- Born: Charles G. Bishop 24 December 1838 England
- Died: 25 March 1919 (aged 80)
- Buried: Oakland Memory Lanes, Dolton, Illinois
- Allegiance: United States (Union)
- Branch: Army
- Service years: 1862-1865
- Rank: Corporal
- Unit: Company C, 122nd Illinois Infantry
- Conflicts: Nashville, Tennessee
- Awards: Medal of Honor

= George Stokes (Medal of Honor) =

George Stokes (also known as Charles G. Bishop, 24 December 1838 – 25 March 1919) was a corporal in the United States Army who was awarded the Presidential Medal of Honor for gallantry during the American Civil War. Stokes was awarded the medal on 24 February 1865 for actions performed at the Battle of Nashville in Tennessee on 16 December 1864.

== Personal life ==
Stokes was born in England on 24 December 1838 and lived in Kane, Illinois as a farmer. He married Augusta Anna Hough and fathered four children, of which three reached adulthood. He died on 25 March 1919 and was buried in Oakland Memory Lanes in Dolton, Illinois.

== Military service ==
Stokes enlisted in the Army as a corporal on 15 August 1862 at Jerseyville, Illinois. He was mustered into Company C of the 122nd Illinois Infantry but was demoted to private.

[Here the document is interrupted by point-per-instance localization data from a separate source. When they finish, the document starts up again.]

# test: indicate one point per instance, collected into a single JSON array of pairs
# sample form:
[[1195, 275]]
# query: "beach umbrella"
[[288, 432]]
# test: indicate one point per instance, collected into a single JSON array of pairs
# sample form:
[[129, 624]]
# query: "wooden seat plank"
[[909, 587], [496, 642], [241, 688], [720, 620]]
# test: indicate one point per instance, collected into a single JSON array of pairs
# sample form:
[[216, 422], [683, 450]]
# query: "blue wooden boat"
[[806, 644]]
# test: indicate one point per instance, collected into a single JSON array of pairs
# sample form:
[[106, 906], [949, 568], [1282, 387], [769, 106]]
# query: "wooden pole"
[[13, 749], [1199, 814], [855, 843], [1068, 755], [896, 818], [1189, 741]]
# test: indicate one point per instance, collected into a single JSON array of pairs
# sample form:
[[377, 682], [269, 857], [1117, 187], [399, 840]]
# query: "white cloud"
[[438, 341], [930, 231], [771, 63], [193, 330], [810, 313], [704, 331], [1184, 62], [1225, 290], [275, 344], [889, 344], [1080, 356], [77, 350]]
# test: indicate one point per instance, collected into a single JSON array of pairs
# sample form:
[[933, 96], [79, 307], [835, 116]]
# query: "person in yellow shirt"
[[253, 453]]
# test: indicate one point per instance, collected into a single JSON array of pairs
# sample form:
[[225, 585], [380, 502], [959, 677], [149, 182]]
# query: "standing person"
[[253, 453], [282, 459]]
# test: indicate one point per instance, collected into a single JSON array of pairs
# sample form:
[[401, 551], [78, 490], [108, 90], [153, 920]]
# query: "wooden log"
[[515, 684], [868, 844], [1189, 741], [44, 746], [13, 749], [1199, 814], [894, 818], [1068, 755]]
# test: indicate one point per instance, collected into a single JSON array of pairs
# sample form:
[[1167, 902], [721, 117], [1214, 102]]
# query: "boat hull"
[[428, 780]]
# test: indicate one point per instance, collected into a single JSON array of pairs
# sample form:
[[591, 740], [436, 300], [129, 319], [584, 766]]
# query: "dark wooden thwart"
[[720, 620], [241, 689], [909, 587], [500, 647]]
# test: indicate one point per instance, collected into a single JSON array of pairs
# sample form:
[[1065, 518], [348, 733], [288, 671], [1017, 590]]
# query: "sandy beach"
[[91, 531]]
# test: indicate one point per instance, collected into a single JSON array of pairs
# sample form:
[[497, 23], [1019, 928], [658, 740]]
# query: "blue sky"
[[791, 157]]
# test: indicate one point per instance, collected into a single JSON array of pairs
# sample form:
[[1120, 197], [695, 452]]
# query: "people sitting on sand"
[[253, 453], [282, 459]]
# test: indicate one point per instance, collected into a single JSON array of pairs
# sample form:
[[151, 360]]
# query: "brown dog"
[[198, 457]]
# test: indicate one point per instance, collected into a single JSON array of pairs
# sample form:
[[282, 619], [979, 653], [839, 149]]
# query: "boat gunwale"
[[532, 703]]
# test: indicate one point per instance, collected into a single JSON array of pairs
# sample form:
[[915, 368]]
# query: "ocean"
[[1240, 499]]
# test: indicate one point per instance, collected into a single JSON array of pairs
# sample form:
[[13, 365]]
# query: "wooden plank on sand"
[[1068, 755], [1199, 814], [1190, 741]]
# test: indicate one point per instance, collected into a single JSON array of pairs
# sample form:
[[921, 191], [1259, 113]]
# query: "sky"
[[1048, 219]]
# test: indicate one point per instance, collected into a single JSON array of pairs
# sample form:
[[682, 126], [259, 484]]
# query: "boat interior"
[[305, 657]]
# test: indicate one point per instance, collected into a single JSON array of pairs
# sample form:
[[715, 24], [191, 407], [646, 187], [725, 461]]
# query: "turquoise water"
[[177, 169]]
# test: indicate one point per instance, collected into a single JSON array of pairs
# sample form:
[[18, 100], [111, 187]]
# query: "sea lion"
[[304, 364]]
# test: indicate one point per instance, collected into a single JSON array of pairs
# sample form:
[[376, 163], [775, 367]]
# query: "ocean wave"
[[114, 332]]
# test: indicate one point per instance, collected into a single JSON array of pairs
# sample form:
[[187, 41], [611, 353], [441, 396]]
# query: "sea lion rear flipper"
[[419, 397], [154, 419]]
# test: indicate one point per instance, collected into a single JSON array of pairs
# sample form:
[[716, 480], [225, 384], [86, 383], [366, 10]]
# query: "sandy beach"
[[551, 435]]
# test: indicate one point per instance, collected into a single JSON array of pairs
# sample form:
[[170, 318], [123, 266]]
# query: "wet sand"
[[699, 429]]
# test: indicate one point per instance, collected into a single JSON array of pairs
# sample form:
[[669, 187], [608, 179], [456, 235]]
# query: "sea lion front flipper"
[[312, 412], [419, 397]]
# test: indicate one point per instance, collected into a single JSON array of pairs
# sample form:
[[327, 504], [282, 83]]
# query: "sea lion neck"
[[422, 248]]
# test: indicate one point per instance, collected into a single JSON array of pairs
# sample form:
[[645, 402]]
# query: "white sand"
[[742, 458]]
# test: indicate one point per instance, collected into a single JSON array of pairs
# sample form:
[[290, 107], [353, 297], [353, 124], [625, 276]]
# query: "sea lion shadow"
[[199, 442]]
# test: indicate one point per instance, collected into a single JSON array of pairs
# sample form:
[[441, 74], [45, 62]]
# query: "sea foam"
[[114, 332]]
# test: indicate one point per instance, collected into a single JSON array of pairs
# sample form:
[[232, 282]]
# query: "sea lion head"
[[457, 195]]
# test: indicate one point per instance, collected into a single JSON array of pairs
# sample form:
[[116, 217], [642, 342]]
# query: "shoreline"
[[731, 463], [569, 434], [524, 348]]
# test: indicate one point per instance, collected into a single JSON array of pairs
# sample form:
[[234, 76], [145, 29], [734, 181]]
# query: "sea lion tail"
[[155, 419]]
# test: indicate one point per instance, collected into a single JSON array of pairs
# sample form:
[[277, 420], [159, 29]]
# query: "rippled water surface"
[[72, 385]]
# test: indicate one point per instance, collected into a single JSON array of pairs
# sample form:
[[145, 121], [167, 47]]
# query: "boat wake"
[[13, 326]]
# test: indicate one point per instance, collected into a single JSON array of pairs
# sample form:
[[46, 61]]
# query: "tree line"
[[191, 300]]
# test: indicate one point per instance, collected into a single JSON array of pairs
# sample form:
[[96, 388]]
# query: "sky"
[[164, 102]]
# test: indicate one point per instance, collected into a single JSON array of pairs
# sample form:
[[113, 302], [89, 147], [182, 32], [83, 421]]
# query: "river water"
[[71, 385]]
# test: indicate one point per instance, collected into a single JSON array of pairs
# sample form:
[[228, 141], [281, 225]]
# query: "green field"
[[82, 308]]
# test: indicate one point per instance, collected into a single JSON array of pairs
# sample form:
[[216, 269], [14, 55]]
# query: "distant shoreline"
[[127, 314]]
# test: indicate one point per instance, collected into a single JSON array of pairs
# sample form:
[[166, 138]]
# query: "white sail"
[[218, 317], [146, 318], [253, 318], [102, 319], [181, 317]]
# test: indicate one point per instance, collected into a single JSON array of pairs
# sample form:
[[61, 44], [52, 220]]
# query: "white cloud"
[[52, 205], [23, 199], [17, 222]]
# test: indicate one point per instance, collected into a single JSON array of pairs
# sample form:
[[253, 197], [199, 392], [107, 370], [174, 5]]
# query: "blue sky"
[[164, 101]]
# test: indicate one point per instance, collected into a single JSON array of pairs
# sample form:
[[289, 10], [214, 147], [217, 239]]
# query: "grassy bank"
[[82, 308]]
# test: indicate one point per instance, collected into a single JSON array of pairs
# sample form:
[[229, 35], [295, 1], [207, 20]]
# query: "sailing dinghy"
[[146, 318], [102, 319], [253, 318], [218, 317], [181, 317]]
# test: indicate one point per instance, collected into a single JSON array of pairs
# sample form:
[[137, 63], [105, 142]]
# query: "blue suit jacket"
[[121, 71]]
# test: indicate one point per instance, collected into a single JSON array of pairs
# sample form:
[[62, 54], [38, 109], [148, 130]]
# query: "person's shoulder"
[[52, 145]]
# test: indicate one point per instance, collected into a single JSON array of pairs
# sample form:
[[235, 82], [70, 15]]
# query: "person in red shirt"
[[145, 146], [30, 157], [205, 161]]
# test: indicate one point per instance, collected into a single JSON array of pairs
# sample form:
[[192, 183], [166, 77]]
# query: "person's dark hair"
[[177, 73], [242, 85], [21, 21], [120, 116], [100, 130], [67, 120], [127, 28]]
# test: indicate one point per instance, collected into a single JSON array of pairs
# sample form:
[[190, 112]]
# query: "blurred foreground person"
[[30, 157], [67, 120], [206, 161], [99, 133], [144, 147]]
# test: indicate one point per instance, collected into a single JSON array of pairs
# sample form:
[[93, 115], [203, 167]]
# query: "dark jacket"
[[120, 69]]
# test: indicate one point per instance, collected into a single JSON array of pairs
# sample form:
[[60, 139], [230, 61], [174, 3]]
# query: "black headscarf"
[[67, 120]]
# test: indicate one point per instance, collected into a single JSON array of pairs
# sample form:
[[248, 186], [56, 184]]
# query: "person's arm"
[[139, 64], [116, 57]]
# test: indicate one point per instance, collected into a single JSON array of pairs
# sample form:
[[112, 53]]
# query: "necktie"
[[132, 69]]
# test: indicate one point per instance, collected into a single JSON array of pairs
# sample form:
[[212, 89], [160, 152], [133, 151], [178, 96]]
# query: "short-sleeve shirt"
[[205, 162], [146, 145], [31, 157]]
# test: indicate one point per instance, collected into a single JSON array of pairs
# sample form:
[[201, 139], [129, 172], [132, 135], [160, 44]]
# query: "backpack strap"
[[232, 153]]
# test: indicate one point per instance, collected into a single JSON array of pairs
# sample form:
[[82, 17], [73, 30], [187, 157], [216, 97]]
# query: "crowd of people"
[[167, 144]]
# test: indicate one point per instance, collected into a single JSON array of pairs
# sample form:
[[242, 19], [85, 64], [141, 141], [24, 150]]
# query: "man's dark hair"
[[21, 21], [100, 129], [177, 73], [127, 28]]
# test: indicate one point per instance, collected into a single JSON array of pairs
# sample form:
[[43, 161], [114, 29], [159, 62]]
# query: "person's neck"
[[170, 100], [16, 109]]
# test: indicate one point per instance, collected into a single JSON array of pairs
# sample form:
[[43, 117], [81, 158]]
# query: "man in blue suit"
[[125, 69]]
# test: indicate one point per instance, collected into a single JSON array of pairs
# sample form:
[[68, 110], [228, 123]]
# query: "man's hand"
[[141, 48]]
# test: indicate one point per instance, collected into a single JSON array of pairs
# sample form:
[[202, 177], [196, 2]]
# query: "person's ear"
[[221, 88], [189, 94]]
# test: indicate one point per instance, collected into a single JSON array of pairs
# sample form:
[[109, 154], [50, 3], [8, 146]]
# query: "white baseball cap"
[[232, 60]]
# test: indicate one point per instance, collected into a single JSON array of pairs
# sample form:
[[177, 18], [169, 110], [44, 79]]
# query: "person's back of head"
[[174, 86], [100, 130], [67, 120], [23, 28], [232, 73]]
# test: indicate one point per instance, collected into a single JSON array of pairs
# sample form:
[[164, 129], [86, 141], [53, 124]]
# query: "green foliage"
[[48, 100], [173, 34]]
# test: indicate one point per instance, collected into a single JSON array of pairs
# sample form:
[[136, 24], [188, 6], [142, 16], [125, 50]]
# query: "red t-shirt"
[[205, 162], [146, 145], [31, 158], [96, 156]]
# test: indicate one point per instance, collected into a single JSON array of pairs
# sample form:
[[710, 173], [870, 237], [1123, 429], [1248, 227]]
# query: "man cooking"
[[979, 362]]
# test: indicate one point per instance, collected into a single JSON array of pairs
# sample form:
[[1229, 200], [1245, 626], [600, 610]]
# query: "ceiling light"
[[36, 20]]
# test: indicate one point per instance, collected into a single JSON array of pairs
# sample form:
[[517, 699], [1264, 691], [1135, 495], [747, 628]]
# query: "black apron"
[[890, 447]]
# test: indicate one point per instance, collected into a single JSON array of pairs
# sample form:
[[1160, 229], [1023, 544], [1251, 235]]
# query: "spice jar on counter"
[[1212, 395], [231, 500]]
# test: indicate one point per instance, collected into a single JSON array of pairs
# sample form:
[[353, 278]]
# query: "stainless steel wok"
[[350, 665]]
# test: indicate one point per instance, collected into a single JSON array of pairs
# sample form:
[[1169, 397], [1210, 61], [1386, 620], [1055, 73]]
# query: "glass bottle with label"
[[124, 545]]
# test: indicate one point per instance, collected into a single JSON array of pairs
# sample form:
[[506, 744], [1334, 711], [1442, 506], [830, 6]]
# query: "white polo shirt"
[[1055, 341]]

Stokes' Medal of Honor citation reads:

The President of the United States of America, in the name of Congress, takes pleasure in presenting the Medal of Honor to Private George Stokes, United States Army, for extraordinary heroism on 16 December 1864, while serving with Company C, 122d Illinois Infantry, in action at Nashville, Tennessee, for capture of flag.
— E. M. Stanton, Secretary of War

Stokes was mustered out of the Army on 15 July 1865 at Mobile, Alabama.